Matt Badham: Are you an angry young man (or angry old man, perhaps, as I don’t know how old you are)?
I’m 42, so I don’t know if I’m old or not. Is 42 old? I feel younger since the NHS fixed my heart so I’m pretty pissed off with the Tories for what they’re doing to it. Don’t get me started on politics. Aw, crap! I have started. It was the rich and the powerful who screwed up the economy, so how come the poorest have to pay for their f***-up? And how are immigrants to blame for the average guy’s problems? Did an immigrant not provide enough social housing since the 1980’s meaning that everyone now has to pay way over the odds for housing?
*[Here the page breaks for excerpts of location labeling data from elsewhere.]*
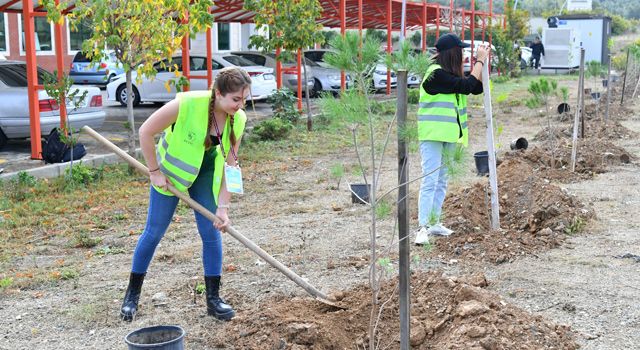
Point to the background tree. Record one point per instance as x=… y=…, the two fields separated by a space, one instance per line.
x=141 y=33
x=292 y=26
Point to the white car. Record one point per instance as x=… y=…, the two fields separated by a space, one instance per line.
x=525 y=56
x=289 y=70
x=14 y=105
x=263 y=82
x=466 y=54
x=379 y=73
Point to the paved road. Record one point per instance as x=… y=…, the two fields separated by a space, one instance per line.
x=16 y=155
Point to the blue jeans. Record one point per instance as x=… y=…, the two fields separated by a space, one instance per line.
x=161 y=209
x=434 y=184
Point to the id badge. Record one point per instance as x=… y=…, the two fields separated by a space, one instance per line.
x=233 y=179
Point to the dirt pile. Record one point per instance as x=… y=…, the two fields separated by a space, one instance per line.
x=446 y=314
x=613 y=130
x=534 y=215
x=594 y=156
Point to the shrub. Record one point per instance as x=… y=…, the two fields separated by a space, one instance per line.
x=20 y=187
x=273 y=129
x=619 y=62
x=83 y=175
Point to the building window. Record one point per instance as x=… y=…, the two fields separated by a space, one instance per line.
x=3 y=32
x=223 y=37
x=44 y=34
x=79 y=35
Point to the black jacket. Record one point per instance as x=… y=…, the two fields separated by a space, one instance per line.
x=443 y=82
x=537 y=49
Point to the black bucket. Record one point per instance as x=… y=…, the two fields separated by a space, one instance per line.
x=519 y=143
x=361 y=191
x=482 y=162
x=563 y=108
x=156 y=338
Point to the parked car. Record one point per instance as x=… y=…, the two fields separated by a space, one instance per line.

Or did an immigrant freeze everyone’s pay for a decade!?!
Matt Badham: Is there a danger with satire that it just defuses people’s anger rather than inspiring them to work for change? After all, laughter is cathartic…
Nigel: Yes. I think that’s true. Spitting Image was on all through the Thatcher years and Roger Law thinks now that it no effect or helped her stay. But what else can I do?
I think the best satire feels a bit like comedy but isn’t actually that funny. It should leave you angry, not laughing. Satire is tricky at the minute because the cruelty the government is giving out to some is almost cartoonish.
There was a guy whose work fitness test was stopped halfway through by a nurse because he was having a heart attack. They then stopped his benefits because he failed to complete the test. That kind of s*** is meant to be the stuff the satirist makes up but it really happened!
Matt Badham: Do you feel angry about your old school and the way they treated you?
Nigel: No. Dyslexia was a new concept back then. I just about managed to scrape a C in English. It didn’t stop me becoming a writer. In fact, if you’re dyslexic you should really become a writer as writers get proof-readers and editors. Other losers have to spell right. I once dumped 25 free pages of comic on my blog and I think the only comment I got was, ‘Laser is spelt with an S.’
That guy pissed me off.
Matt Badham: What’s next for Spleenal?
Nigel: I’ve no idea. There’s been no plan so far. I think Gilbert Shelton should write another Freak Brothers and Hunt Emerson should draw it, but that plan doesn’t involve me. I’d like to do something for Image or Boom or one of them. But I don’t know what. Some funny comics, probably. There should always be funny comics out there.